Not much happened in my beer scene until i started a job in San Francisco three or 4 years later. Some time around 1988 I worked with Brian. Through sketchy memories, I recall conversations with Brian about the new craft beer revolution. Brian was also the first to talk about homebrew. Though I don’t recall much of conversation 25 years ago, I do remember Brian talking about exploding bottle in cupboard. I don’t think I ever tried any of his beer nor enjoyed the experience of exploding bottles. I do think fondly of him when I reminisce about the my first craft beer experiences.
My most vivid memory is our first visit to a new brewery in San Francisco; 20 Tank. There were three of us. Myself, Brian and John. I don’t recall how familiar John was with craft beer but I don’t think he was much of a drinker. I clearly remember a Red/Amber ale that was a bit coarse and kind of sweet. I also remember a powerfully bitter assault on my palate from an IPA called War Boner or something like that. This particular night, we sat upstairs and did an all out blitz on these delightful beers. The laughter was pain inspiring and I still snicker at the thought of chili but I don't know why. There is a permanent hilarious imprint burned into my psyche. I can’t help but smile now.
The three of us staggered out to the street and fell into a taxicab. I looked out the window and can still see the bright lights from inside the brewpub illuminating the building with 20 TANK BREWERY in big bold letters. I was dropped of at the train station and somehow made it onto a train and ended up home though there is no recollection of how or when.

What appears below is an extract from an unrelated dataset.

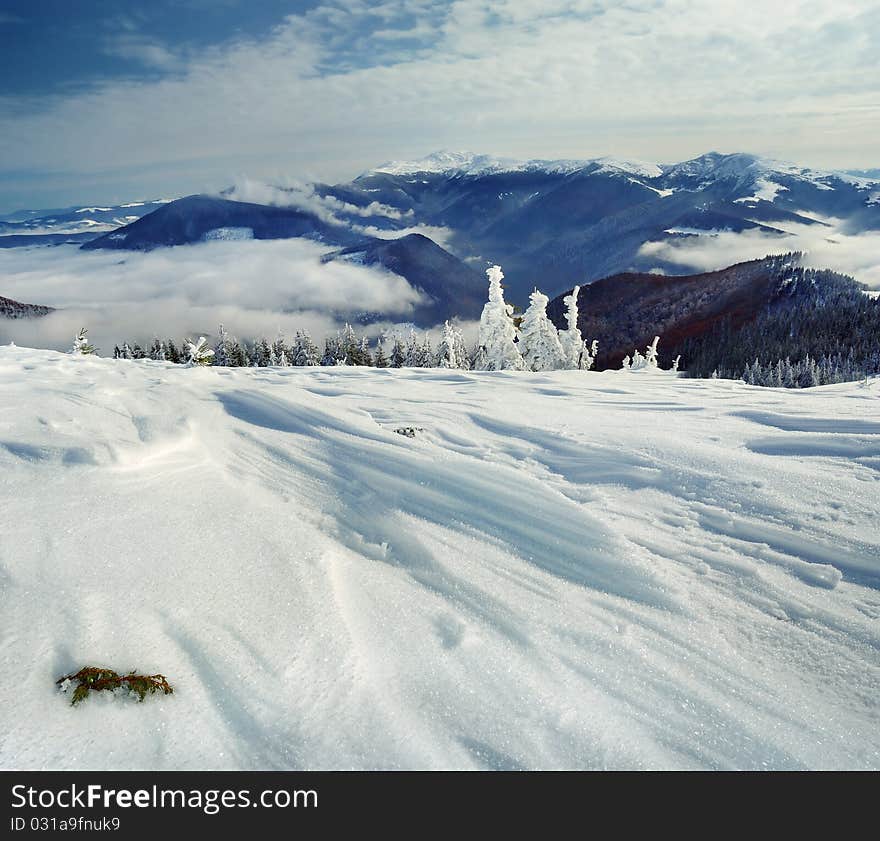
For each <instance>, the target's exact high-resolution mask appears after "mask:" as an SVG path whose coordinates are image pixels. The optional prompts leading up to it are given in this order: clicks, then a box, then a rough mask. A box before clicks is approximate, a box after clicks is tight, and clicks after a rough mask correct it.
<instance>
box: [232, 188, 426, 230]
mask: <svg viewBox="0 0 880 841" xmlns="http://www.w3.org/2000/svg"><path fill="white" fill-rule="evenodd" d="M224 197H225V198H228V199H232V200H233V201H243V202H254V203H256V204H268V205H273V206H276V207H296V208H299V209H301V210H306V211H308V212H310V213H314V214H315V215H316V216H317V217H318V218H319V219H321V220H322V221H324V222H329V223H330V224H334V225H347V224H348V223H347V221H346V220H345V219H343V218H341V217H340V216H338V215H337V214H345V215H348V216H358V217H361V218H369V217H371V216H384V217H385V218H387V219H393V220H395V221H397V220H400V219H406V218H409V217H412V216H413V212H412V210H407V211H405V212H404V211H400V210H398V209H397V208H395V207H390V206H389V205H385V204H382V203H380V202H377V201H372V202H370V203H369V204H368V205H366V206H365V207H360V206H359V205H356V204H351V202H345V201H342V200H340V199H338V198H336V197H335V196H321V195H319V194H318V193H316V192H315V188H314V185H312V184H307V183H305V182H302V181H295V180H292V179H290V178H282V179H280V182H279V186H274V185H272V184H266V183H264V182H262V181H255V180H254V179H251V178H247V177H242V178H239V179H238V180H237V181H236V183H235V185H234V186H233V187H232V188H231V189H230V190H229V191H228V192H224Z"/></svg>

I visited 20 Tank a few more times. I met the brewer and talked beer. He went on to start 21st Amendment Brewing some time later. I mostly recall the last time I was there. I was with a spectacular woman; Judy. We met at work. She shared an office with another strikingly beautiful woman. I don’t recall her name but I will call her Kim. I became friends with Kim often chatting on our train ride to or from work. Kim was just honest and sweet and engaging. At times, it was comical as to how many guys would ask me how I know Kim. There was real shock that a woman this beautiful would be friends with me I guess. There was a bit of fun sport in all of it and I did enjoy being in such company. I would, at times, visit Kim’s office for no particular reason just to say hi. It was there I met Judy. She was tall and slender and though different equally as striking as Kim. Two great reasons to find a reason to visit them. It doesn’t seem real but somehow I asked Judy to go out or maybe she asked me. I do know she agreed to and even picked me up though I don’t know why. We had a great time at 20 Tank and at the end of the night we walked to her car hand in hand.
I was in inner turmoil. I was on the cusp of maybe starting to date another woman. This other woman had a grip on my heart. I really enjoyed this evening with Judy but could not stop thinking of the other woman either. As Judy and I sat in her small car, just inches from one another, I explained this terrible predicament. Any other time, I would have not hesitated to take things as far as they would go with Judy. Instead, I talked about this other woman and how things were starting to blossom and I had to follow that path. It was awkward for sure. I did tell her I didn’t expect we would get on so well and I was not really prepared to have such a great date. She dropped me at the train. I spent the next hour and a half wonder if I was a fool. I married that other woman a few years later and we are still happly married today. I sometimes wonder what became of Judy. I do know 20 Tank closed in 2000.
That visit to 20 Tank almost changed my life.